It fell to Joseph P. Kennedy, a master at the deal and knowing whom to call, to figure out the way. A longtime friend of Herbert Hoover, he was able to pick up the phone and quickly reach the eighty-six-year-old former president. The message he delivered to Hoover was a straightforward one: it was in the country’s interest for the newly elected president and the defeated Nixon to get together. Hoover listened and understood. He’d once lost a presidential election himself, and survived. Plus, over the years Nixon had come to regard him as a political father figure. For both these reasons, Nixon would listen to him and respect his counsel.

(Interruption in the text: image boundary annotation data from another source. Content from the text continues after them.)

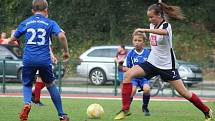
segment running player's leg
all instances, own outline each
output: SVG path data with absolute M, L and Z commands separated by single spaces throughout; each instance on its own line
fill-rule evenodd
M 131 103 L 133 101 L 133 97 L 137 91 L 137 82 L 136 81 L 137 81 L 136 79 L 132 80 L 132 92 L 131 92 L 131 97 L 130 97 L 130 105 L 131 105 Z
M 130 97 L 132 92 L 132 84 L 131 80 L 134 77 L 140 77 L 144 76 L 145 72 L 144 70 L 139 66 L 136 65 L 129 69 L 124 76 L 124 80 L 122 83 L 122 108 L 119 113 L 117 113 L 116 117 L 114 119 L 120 120 L 125 118 L 126 116 L 130 115 L 129 109 L 130 109 Z
M 191 103 L 193 103 L 193 105 L 195 105 L 199 110 L 201 110 L 204 113 L 206 118 L 205 121 L 212 120 L 211 115 L 212 111 L 208 108 L 208 106 L 203 104 L 201 99 L 195 93 L 192 93 L 186 89 L 181 79 L 170 81 L 170 84 L 177 90 L 177 92 L 181 96 L 189 100 Z
M 41 90 L 45 87 L 45 84 L 42 82 L 41 77 L 38 75 L 36 82 L 35 82 L 35 88 L 32 92 L 34 99 L 32 100 L 36 104 L 41 104 L 40 102 L 40 95 L 41 95 Z
M 210 115 L 210 109 L 202 103 L 201 99 L 194 93 L 191 93 L 184 86 L 183 81 L 180 78 L 177 69 L 159 70 L 159 74 L 163 80 L 169 80 L 170 84 L 176 89 L 176 91 L 185 99 L 189 100 L 199 110 L 205 114 L 205 121 L 210 121 L 212 116 Z
M 31 96 L 32 96 L 32 83 L 36 74 L 36 68 L 23 66 L 22 68 L 22 84 L 23 84 L 23 96 L 24 107 L 19 115 L 21 121 L 28 119 L 28 114 L 31 109 Z
M 41 67 L 39 72 L 42 80 L 46 83 L 46 87 L 50 93 L 52 102 L 54 103 L 58 112 L 58 116 L 61 120 L 61 118 L 66 117 L 67 114 L 65 114 L 63 111 L 61 96 L 54 83 L 55 77 L 53 75 L 52 67 L 51 65 L 47 67 Z
M 143 105 L 142 105 L 142 111 L 145 113 L 145 116 L 150 116 L 150 112 L 148 109 L 148 104 L 150 100 L 150 86 L 149 86 L 149 80 L 144 79 L 143 80 Z

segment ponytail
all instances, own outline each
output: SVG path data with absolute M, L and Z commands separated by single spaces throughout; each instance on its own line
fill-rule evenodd
M 173 18 L 176 20 L 185 19 L 182 10 L 178 6 L 169 6 L 163 2 L 149 6 L 148 10 L 155 10 L 156 14 L 160 14 L 163 18 Z

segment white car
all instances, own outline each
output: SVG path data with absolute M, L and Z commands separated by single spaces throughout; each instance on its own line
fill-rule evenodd
M 95 46 L 85 51 L 79 57 L 80 65 L 77 72 L 80 76 L 89 77 L 95 85 L 113 81 L 115 78 L 114 58 L 119 46 Z M 127 50 L 133 47 L 126 46 Z
M 94 46 L 79 57 L 77 72 L 80 76 L 89 78 L 95 85 L 104 84 L 115 79 L 114 58 L 119 46 Z M 131 50 L 132 46 L 125 46 Z M 182 80 L 191 86 L 203 80 L 200 67 L 196 64 L 178 61 L 179 74 Z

The Saturday after the election, the excitement and fatigue of the campaign had faded from the fallen candidate. Defeat, both dull and cruel, had taken hold. The loyal Herb Klein could see it plainly. “Nixon was, in my opinion, more unresponsive than at any time I had known him. He was completely depressed and had finally realized, four days later, that he’d lost the election.”

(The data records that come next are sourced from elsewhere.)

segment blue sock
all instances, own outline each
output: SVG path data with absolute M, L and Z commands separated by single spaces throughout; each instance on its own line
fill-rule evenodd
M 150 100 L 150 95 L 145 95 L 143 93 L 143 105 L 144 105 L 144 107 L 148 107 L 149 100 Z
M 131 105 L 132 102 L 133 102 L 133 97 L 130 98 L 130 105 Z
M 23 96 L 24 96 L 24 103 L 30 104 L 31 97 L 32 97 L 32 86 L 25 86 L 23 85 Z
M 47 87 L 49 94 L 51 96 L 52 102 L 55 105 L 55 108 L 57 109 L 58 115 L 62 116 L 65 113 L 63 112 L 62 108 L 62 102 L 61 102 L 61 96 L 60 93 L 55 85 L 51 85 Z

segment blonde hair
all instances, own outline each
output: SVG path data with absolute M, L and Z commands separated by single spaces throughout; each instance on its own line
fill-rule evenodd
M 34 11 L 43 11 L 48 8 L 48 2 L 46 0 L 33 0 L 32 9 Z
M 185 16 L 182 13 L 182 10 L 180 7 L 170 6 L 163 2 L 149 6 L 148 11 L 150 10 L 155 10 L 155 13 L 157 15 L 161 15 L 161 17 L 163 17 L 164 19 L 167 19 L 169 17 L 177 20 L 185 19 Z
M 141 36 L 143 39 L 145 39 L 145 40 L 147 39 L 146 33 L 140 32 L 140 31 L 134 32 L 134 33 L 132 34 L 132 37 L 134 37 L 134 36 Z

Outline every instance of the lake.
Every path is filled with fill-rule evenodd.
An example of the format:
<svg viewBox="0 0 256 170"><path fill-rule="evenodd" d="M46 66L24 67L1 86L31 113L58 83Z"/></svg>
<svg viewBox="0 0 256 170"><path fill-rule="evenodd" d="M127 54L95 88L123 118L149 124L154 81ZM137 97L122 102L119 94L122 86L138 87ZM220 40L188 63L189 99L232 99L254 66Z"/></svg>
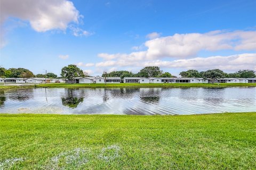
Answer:
<svg viewBox="0 0 256 170"><path fill-rule="evenodd" d="M256 88L31 88L0 91L0 113L173 115L256 112Z"/></svg>

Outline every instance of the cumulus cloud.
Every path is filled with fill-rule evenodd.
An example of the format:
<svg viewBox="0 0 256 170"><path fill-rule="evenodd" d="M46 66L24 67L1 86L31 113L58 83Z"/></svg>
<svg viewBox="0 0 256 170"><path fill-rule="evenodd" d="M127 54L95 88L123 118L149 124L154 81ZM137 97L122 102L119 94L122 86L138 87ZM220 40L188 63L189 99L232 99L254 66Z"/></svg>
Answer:
<svg viewBox="0 0 256 170"><path fill-rule="evenodd" d="M185 58L196 56L201 50L216 51L256 49L256 31L215 31L205 33L176 33L145 42L147 57Z"/></svg>
<svg viewBox="0 0 256 170"><path fill-rule="evenodd" d="M68 57L69 57L68 55L60 55L59 56L59 58L61 58L62 60L68 59Z"/></svg>
<svg viewBox="0 0 256 170"><path fill-rule="evenodd" d="M150 33L148 34L147 36L146 36L146 37L151 39L155 39L155 38L158 38L160 37L161 35L161 33L154 32L151 32Z"/></svg>
<svg viewBox="0 0 256 170"><path fill-rule="evenodd" d="M195 57L172 61L155 60L144 61L121 60L107 61L95 64L96 67L144 67L158 66L163 68L186 69L220 69L225 70L239 69L256 70L256 54L242 54L227 56L214 56L209 57Z"/></svg>
<svg viewBox="0 0 256 170"><path fill-rule="evenodd" d="M28 21L36 31L66 30L69 23L78 22L80 15L67 0L1 0L1 22L9 17Z"/></svg>
<svg viewBox="0 0 256 170"><path fill-rule="evenodd" d="M242 54L228 56L196 57L173 61L156 60L145 62L144 66L157 65L166 68L185 68L187 69L220 69L235 70L239 69L256 70L256 54Z"/></svg>
<svg viewBox="0 0 256 170"><path fill-rule="evenodd" d="M94 63L84 63L83 62L79 62L76 64L76 65L81 67L91 67L94 65Z"/></svg>

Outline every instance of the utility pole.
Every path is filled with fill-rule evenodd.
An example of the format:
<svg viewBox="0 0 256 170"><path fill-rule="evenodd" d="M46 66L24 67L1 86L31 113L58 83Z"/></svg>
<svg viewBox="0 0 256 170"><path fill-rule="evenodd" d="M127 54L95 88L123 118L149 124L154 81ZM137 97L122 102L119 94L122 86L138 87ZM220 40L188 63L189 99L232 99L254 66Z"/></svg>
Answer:
<svg viewBox="0 0 256 170"><path fill-rule="evenodd" d="M104 80L105 81L105 85L107 84L107 71L104 71L103 72L103 74L104 74Z"/></svg>

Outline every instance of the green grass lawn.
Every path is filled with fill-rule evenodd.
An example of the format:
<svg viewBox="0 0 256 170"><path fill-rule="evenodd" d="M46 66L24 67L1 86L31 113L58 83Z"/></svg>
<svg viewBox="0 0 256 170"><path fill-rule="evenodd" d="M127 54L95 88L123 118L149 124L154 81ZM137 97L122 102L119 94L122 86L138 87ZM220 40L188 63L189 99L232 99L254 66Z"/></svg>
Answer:
<svg viewBox="0 0 256 170"><path fill-rule="evenodd" d="M31 84L30 85L3 86L0 85L0 90L24 88L105 88L105 87L166 87L166 88L223 88L229 87L256 87L256 83L119 83L119 84L67 84L46 83Z"/></svg>
<svg viewBox="0 0 256 170"><path fill-rule="evenodd" d="M37 87L256 87L256 83L116 83L116 84L41 84Z"/></svg>
<svg viewBox="0 0 256 170"><path fill-rule="evenodd" d="M0 114L0 169L255 169L256 113Z"/></svg>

Nixon and his retreating corps of advisors were assembled that night in Key Biscayne, Florida. It was there he took the call from Hoover and heard the big-picture case for getting together with Kennedy. “I think we are in enough trouble in the world today that some indications of national unity are not only desirable but essential.”

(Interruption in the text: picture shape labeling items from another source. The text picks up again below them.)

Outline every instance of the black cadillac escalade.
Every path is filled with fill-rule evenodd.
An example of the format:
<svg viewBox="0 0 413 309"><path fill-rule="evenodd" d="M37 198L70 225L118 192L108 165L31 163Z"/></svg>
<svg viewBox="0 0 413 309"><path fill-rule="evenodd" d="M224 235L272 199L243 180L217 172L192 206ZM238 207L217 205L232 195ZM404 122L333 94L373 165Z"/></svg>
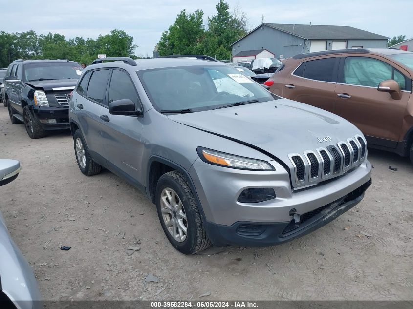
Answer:
<svg viewBox="0 0 413 309"><path fill-rule="evenodd" d="M69 128L69 101L83 70L74 61L15 60L4 79L4 98L11 123L24 123L29 136Z"/></svg>

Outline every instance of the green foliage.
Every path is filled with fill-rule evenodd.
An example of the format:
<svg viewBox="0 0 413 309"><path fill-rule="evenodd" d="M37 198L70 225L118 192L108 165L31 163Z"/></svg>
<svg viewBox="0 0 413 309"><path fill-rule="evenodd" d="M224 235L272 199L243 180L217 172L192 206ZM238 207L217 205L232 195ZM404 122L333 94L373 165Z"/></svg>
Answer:
<svg viewBox="0 0 413 309"><path fill-rule="evenodd" d="M123 30L113 30L96 40L82 37L66 40L58 33L38 35L33 30L26 32L0 32L0 68L7 67L16 59L64 58L89 64L98 54L111 56L134 56L137 47L133 37Z"/></svg>
<svg viewBox="0 0 413 309"><path fill-rule="evenodd" d="M387 42L387 47L390 47L393 45L396 45L396 44L404 42L405 41L406 36L400 35L398 37L393 37L393 38L389 40L389 41Z"/></svg>
<svg viewBox="0 0 413 309"><path fill-rule="evenodd" d="M247 19L237 9L230 13L223 0L216 8L217 14L208 18L206 30L202 11L191 14L182 11L175 23L162 33L158 45L159 54L200 54L220 60L231 59L230 45L247 33Z"/></svg>

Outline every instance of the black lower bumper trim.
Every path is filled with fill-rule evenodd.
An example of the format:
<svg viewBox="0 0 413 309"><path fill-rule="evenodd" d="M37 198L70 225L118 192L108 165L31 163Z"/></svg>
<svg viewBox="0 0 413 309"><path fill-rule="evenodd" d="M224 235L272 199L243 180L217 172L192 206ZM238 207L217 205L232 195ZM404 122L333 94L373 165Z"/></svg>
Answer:
<svg viewBox="0 0 413 309"><path fill-rule="evenodd" d="M284 228L290 222L273 223L236 222L231 226L224 226L207 221L205 227L211 242L216 246L233 245L242 246L265 246L276 245L290 241L308 234L332 221L339 216L346 212L360 203L364 197L364 192L371 184L371 179L348 194L341 204L324 212L322 216L317 216L313 220L308 220L302 226L285 233ZM253 228L256 226L256 228ZM250 227L251 230L261 229L263 231L257 235L252 232L250 235L245 232L245 227ZM263 229L262 227L265 228ZM239 232L241 228L244 232ZM283 231L284 233L283 233Z"/></svg>

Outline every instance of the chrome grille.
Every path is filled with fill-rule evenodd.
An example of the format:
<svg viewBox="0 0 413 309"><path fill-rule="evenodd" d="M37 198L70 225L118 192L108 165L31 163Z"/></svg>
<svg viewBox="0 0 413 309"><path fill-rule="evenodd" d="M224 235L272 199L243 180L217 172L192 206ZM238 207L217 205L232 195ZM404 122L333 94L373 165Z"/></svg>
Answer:
<svg viewBox="0 0 413 309"><path fill-rule="evenodd" d="M292 176L295 178L294 186L339 176L360 165L366 158L366 147L364 138L356 135L336 144L317 148L316 151L289 154L293 165Z"/></svg>
<svg viewBox="0 0 413 309"><path fill-rule="evenodd" d="M70 98L70 95L68 93L56 93L54 95L57 103L60 105L69 105L69 100Z"/></svg>

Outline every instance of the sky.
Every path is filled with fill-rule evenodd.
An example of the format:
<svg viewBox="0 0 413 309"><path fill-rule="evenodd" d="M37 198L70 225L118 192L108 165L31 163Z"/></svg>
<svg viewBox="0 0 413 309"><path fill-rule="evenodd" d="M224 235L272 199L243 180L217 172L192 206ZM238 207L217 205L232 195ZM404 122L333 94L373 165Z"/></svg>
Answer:
<svg viewBox="0 0 413 309"><path fill-rule="evenodd" d="M23 0L22 5L1 4L0 31L38 34L58 33L66 39L96 38L114 29L123 30L138 45L137 56L152 56L162 33L183 9L216 14L218 0ZM412 0L226 0L238 5L253 29L264 22L351 26L393 37L413 38Z"/></svg>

But, as always in such moments, there were dimensions that existed beyond the easy explanations. After talking to Hoover, Nixon’s glum mood suddenly lifted. “It was the difference between night and day,” Klein said. While Nixon was on another phone calling President Eisenhower for guidance, Klein took a call from Kennedy, who hadn’t wanted to wait for Nixon to ring him. The upshot was the two men agreed to meet the following Monday in Key Biscayne.

The meeting accomplished just what the Kennedys intended: providing a photo op to showcase the image of loser meeting winner. “Ladies and gentlemen,” Jack Kennedy told the press, “I just wanted to say that the vice president and I had a very cordial meeting. I was delighted to have a chance to see him again. We came to the Congress the same day fourteen years ago, and both served on the Labor Committee of the House of Representatives. So I was anxious to come here today and resume our relationship, which had been somewhat interrupted by the campaign.” Had the two discussed the campaign during their hour-long meeting? “I asked him how he took Ohio, but he did not tell me,” Kennedy joked. “He is saving it for 1964.”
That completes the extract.